We motivated the Wiener-Wintner theorem by adjoining an arbitrary circle rotation $\omega \mapsto \omega + \theta$ to the original measure-preserving system $x \mapsto Tx$. But one could have adjoined a more general system $y \mapsto Sy$ to the original system, leading to the conclusion that for each $f \in L^p(X)$, $g \in L^q(Y)$, and any measure preserving transformations $T: X \to X$, $S: Y \to Y$, the sequence $\frac{1}{N} \sum_{n=1}^N f( T^n x ) g(S^n y)$ (4)
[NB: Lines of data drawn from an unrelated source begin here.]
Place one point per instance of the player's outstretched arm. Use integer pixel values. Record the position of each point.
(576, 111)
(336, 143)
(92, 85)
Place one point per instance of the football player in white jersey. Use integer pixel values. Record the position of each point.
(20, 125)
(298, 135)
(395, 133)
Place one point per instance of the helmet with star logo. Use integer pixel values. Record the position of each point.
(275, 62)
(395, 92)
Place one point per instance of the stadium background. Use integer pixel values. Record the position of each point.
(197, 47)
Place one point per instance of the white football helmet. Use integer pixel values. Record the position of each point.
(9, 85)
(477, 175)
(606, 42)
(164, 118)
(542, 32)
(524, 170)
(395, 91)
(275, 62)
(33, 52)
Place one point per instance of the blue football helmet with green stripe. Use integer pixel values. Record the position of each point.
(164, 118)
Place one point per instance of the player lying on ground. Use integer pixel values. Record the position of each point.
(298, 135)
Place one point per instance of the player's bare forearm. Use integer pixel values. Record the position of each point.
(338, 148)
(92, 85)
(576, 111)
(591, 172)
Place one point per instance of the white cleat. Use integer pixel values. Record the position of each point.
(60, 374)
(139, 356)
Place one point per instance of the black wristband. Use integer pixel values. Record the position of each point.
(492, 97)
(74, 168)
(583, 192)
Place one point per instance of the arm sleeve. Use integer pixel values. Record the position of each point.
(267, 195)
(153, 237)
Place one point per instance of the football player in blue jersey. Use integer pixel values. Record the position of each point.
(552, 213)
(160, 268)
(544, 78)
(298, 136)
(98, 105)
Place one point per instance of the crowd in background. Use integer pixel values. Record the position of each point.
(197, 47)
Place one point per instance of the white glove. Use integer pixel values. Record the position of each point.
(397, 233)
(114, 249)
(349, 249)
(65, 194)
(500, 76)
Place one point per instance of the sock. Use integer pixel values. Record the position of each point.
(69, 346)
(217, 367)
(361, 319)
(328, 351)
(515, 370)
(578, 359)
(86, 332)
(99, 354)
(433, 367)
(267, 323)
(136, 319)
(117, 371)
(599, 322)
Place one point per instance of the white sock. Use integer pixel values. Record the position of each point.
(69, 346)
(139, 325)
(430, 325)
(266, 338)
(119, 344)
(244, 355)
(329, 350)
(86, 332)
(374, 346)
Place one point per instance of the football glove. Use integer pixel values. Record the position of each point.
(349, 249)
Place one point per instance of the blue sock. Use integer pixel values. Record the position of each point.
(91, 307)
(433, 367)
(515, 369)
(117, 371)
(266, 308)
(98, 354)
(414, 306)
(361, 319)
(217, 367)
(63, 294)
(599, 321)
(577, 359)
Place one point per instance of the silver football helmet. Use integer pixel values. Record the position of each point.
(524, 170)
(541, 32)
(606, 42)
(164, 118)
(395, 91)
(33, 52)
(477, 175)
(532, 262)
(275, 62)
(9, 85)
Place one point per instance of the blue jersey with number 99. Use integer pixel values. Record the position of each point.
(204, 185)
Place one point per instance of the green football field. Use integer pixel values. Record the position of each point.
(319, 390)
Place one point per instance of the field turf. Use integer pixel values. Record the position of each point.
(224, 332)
converges for almost every x,y.

Motivated by the Wiener-Wintner theorem, one can ask whether one can make the exceptional set uniform in the choice of g, S, y. This is indeed the case, and is Bourgain’s return times theorem: if $1 < p,q \leq \infty$ and one has the duality condition $1/p + 1/q \leq 1$, then for every $f \in L^p(X)$ and $T: X \to X$ it is true that for almost every x in X, the sequence (4) converges for all systems $(Y, {\mathcal Y},\nu, S)$, all $g \in L^q(Y)$, and all y in Y. (In our longer paper, we replaced the duality condition with $q \geq 2$; conversely, the claim fails at the double endpoint $p=q=1$, as shown by Assani, Buzcolich, and Mauldin.)

The return times theorem is related to the estimate $\| \sup_{g, Y, S: \|g\|_{L^q(Y)} \leq 1} \sup_N | \frac{1}{N} \sum_{n=1}^N f( T^n x ) g(S^n y) | \|_{L^p(X)} \ll_{p,q} \|f\|_{L^p(X)},$ (5)
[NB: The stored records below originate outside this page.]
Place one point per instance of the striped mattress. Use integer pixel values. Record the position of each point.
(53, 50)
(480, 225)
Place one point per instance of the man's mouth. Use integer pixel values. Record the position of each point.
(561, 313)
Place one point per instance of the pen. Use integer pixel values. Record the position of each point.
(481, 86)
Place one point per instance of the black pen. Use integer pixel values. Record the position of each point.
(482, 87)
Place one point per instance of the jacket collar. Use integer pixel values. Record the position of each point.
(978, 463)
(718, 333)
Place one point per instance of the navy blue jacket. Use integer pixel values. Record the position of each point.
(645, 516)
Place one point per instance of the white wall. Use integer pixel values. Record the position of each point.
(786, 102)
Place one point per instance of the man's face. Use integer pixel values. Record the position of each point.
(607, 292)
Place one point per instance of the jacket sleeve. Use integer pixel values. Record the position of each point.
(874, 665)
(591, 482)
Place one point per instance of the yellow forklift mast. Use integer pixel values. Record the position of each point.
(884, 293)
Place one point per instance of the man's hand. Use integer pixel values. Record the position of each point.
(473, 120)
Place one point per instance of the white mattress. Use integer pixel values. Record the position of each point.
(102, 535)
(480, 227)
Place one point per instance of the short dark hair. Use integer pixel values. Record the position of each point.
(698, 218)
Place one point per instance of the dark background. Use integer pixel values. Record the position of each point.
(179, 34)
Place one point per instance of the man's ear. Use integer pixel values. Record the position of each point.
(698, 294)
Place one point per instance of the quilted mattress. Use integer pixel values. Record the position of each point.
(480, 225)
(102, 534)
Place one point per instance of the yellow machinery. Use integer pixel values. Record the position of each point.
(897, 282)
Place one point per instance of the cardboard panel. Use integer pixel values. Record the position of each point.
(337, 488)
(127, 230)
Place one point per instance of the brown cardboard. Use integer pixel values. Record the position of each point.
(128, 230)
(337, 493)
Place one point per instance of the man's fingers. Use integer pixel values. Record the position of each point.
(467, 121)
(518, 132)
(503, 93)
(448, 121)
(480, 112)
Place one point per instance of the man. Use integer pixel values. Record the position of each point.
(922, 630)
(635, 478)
in much the same way that the pointwise ergodic theorem is related to the maximal ergodic theorem. (Thus, the estimate does not quite imply the convergence result by itself – one would need a “variational” or “upcrossing” version of the estimate for that – but can be used via density arguments to enlarge the range of functions in which convergence holds.)

Just as Conze’s transference principle allows one to deduce the maximal ergodic theorem from the Hardy-Littlewood maximal inequality (which can be viewed as its continuous counterpart over ${\Bbb R}$), the estimate (5) follows from the estimate $\| \sup_{g: \|g\|_{L^q({\Bbb R})} \leq 1} \| \sup_k | \frac{1}{2^{k}} \int_{\Bbb R} f(x+z) g(y+z) K(z/2^k)\ dz | \|_{L^q_y({\Bbb R})} \|_{L^p_x({\Bbb R})}$ $\ll_{p,q} \|f\|_{L^p(X)}.$ (6)

The left-hand side here is rather fearsome looking (two norms and two suprema, one of which is over a class of functions rather than a single real number) but we can simplify it a bit by noting that the inner integral is a convolution operator in g, thus the left-hand side is $\| \sup_g \| \sup_k |g * K_{k,f,x}(y)| \|_{L^q_y} \|_{L^p_x}$

where $K_{k,f,x}$ is the kernel $K_{k,f,x}(y) := f(x-z) 2^{-k} K(-z/2^k)$. The inner supremum is then a maximal Fourier multiplier $\sup_k |m_{k,f,x}(D) g(y)|$, where $m_{k,f,x} = \widehat{K_{k,f,x}}$ is the Fourier transform of $K_{k,f,x}$. Recall that Fourier multipliers m(D) have the multiplier norm $\| m \|_{M_q} := \sup_{g: \|g\|_{L^q({\Bbb R})} \leq 1} \| m(D) g \|_{L^q({\Bbb R})};$

motivated by this, we can define the maximal multiplier norm of a sequence $m = (m_k)_{k \in {\Bbb Z}}$ as $\| m \|_{M_q^*} := \sup_{g: \|g\|_{L^q({\Bbb R})} \leq 1} \| \sup_k |m_k(D) g| \|_{L^q({\Bbb R})}.$

The return times estimate is then equivalent to the assertion that $\|\|m_{\cdot,f,x}\|_{M_q^*} \|_{L^p_x} \ll_{p,q} \|f\|_{L^p}.$

It turns out that the Fourier multiplier $m_{k,f,x}(\theta)$ is roughly a smoothed out version ${\mathcal C}_k f(\theta,x)$ of the Carleson operator ${\mathcal C} f(\theta,x)$, in which one only considers physical scales of order $2^k$ and coarser (or equivalently, frequency scales of order $2^{-k}$ and finer). This can be made precise using wave packet decompositions, which I will not discuss here. Thus the return times estimate is basically equivalent to $\|\|{\mathcal C}_{\cdot} f(\theta,x)\|_{(M_q^*)_\theta} \|_{L^p_x} \ll_{p,q} \|f\|_{L^p}.$

On the other hand, from the well-known fact (from Plancherel’s theorem) that the $M_2$ norm of a multiplier m is the same as its supremum norm, the Carleson-Hunt inequality (1) is equivalent to $\|\|{\mathcal C} f(\theta,x) \|_{(M_2)_\theta} \|_{L^p_x} \ll_{p,q} \|f\|_{L^p}.$

Thus we see that the return times theorem for q=2 is a maximal version of Carleson’s theorem. Indeed, we prove the return times theorem in the case $q=2$ by adapting the time-frequency proof of Carleson’s theorem due to Lacey and Thiele.

[Update, Dec 12: A missing exponential in a Hardy-Littlewood type maximal estimate has been reinstated; thanks to Richard Oberlin for the correction.]